As the week wore on and he got weaker, he started repeating questions.  

“Is Verlander on the mound,” dad would ask as nurses came in to give him a transfusion or take his vitals. Most had no clue but many feigned interest.

“Dad, ” I would say, “wouldn’t it be something if it ended up being the Tigers and the Red Sox in October?” He understood I was a diehard Sox fan and often razzed me when they lost a game. “Yeah, that would be something,” he replied.

It’s ironic that our final conversations revolved around baseball.

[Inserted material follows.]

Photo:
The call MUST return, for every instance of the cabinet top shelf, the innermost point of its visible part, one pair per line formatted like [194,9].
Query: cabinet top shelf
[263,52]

As a kid growing up in Chicago, I wasn’t much of a fan.  In fact, I remember being bored to tears by those seemingly unending Chicago White Sox and Cubs games dad watched. He was a fan of every Chicago team and exasperated my mother with the extent of his sports interest.

But over the years I became a fan, in part because it kept me close to dad.  Each night when we talked on the phone- he in his senior apartment in Michigan and I a thousand miles away in Massachusetts- we would kick around  scores, trades, potential matchups  long enough until he determined the conversation was over.  

“Well, I guess we covered all the bases, didn’t we?” he would pronounce.  No pun intended.

After a week of undergoing tests, transfusions and procedures, my dad sat face-to-face with his doctor.  She told him there was nothing more she could do.  Afterwards, I wanted to ask dad a million questions and console him in ways only a daughter could.  But I was unable to speak and was desperately trying to hold back tears. Instead, we looked together up at the television screen and pretended to watch the Tigers. 

Dad died shortly afterward. I can’t help thinking he had something to do with this upcoming Detroit-Boston matchup.

And if he can hear me, I’d really like to ask him: It really is something, isn’t it dad?